2007 GSA Denver Annual Meeting (28–31 October 2007)

Paper No. 3
Presentation Time: 2:00 PM

WITH MASS EXTINCTIONS, ECOLOGY MATTERS


SHEEHAN, Peter M., Department of Geology, Milwaukee Public Museum, 800 W. Wells St, Milwaukee, WI 53233, BOTTJER, David, Department of Earth Sciences, University of Southern California, Los Angeles, CA 90089, DROSER, Mary L., Earth Sciences, University of California, Riverside, Riverside, CA 92521 and MCGHEE Jr, George R., Department of Geological Sciences, Rutgers Univ, Wright-Rieman Laboratories, New Brunswick, NJ 08903, sheehan@uwm.edu

Bininda-Emonds et al. 2007 established a detailed timescale of the phylogeny of mammals based on a new molecular database. However, their claim that the Cretaceous/Tertiary (K/T) extinction event does “… not seem to have had a substantial direct impact on the evolutionary dynamics of the extant mammalian lineages …” contradicts the extensive fossil record. Without the K/T extinction, dinosaurs not mammals would still be the dominant large animals on Earth. Deciphering the history of mammals from only molecular data is akin to claiming that human history could be understood if only the dates and ancestral tree of all humans were known. However, with this approach historical events such as the Roman Empire, the Chinese dynasties, and people such as Darwin would go unrecognized. The fossil record demonstrates that the ecological importance of species lost during an extinction is at least as important as losses of species diversity.

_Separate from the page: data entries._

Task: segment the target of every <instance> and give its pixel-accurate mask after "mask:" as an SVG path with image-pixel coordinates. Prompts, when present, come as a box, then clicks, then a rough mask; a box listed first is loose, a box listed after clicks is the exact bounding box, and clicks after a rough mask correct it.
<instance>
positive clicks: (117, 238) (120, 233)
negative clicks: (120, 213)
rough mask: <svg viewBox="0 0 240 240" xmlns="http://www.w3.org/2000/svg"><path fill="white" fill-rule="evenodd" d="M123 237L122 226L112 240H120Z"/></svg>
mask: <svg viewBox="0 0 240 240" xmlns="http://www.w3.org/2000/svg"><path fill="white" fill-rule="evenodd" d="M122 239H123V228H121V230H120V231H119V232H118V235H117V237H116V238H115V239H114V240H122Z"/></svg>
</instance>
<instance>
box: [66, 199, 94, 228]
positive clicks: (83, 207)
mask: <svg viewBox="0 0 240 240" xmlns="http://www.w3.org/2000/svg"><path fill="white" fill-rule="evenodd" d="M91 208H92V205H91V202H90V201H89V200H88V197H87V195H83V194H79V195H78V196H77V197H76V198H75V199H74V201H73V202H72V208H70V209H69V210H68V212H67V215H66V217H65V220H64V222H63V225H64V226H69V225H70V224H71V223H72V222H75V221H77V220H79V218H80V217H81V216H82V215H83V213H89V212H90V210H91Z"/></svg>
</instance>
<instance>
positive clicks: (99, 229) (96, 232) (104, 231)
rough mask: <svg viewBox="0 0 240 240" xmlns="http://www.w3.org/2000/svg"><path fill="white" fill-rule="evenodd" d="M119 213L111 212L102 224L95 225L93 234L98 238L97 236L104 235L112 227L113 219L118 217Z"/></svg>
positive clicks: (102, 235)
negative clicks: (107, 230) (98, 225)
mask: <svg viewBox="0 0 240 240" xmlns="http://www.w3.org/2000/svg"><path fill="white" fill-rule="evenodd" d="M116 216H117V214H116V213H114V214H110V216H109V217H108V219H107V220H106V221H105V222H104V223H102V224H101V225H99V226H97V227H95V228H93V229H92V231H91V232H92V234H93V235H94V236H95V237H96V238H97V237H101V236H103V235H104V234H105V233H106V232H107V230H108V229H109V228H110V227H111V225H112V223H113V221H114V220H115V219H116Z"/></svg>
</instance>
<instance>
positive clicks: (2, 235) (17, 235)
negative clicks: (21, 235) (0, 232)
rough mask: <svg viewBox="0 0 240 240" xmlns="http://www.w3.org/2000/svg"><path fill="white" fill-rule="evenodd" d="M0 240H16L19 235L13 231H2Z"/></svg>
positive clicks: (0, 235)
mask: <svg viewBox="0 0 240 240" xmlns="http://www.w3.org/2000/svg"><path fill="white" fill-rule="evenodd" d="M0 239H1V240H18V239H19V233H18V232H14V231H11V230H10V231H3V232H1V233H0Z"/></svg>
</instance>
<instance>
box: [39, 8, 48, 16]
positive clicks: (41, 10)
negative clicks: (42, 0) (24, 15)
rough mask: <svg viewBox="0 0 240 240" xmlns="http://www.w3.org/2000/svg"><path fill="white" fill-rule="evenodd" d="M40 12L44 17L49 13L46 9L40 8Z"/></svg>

All large, fully terrestrial animals in the Late Cretaceous were herbivorous or carnivorous dinosaurs. The K/T extinction eliminated them and allowed mammals to evolve into the vacated ecospace. Pre-extinction mammals were small insectivores, seedeaters or omnivores. Within a few million years of the extinction, surviving mammals evolved into herbivorous and carnivorous lifestyles and became the dominant large land animals.

The fact that many modern mammals did not radiate until long after the dinosaurs became extinct is presented as a new idea, but the paleontologic record clearly shows this pattern. The post-K/T radiation of mammals did not give rise to many of the modern mammals, but lineages of modern mammals survived the K/T event and radiated later.

Even though the ancestry of groups such as the artiodactyls, Perissodactyls and carnivores can be traced by molecular studies into the Cretaceous, the actual Cretaceous fossils are difficult to recognize as members of these clades because they had not begun to evolve the lifestyles or morphologic traits of modern members of these lineages. Bininda-Emonds et al. show that most modern clades of herbivorous and carnivorous mammals originated well back in the Cretaceous, while the fossil record reveals when early members of a clade began to look and act like modern members of the clade and when they became ecologic dominants. The lines of evidence are complementary not conflicting.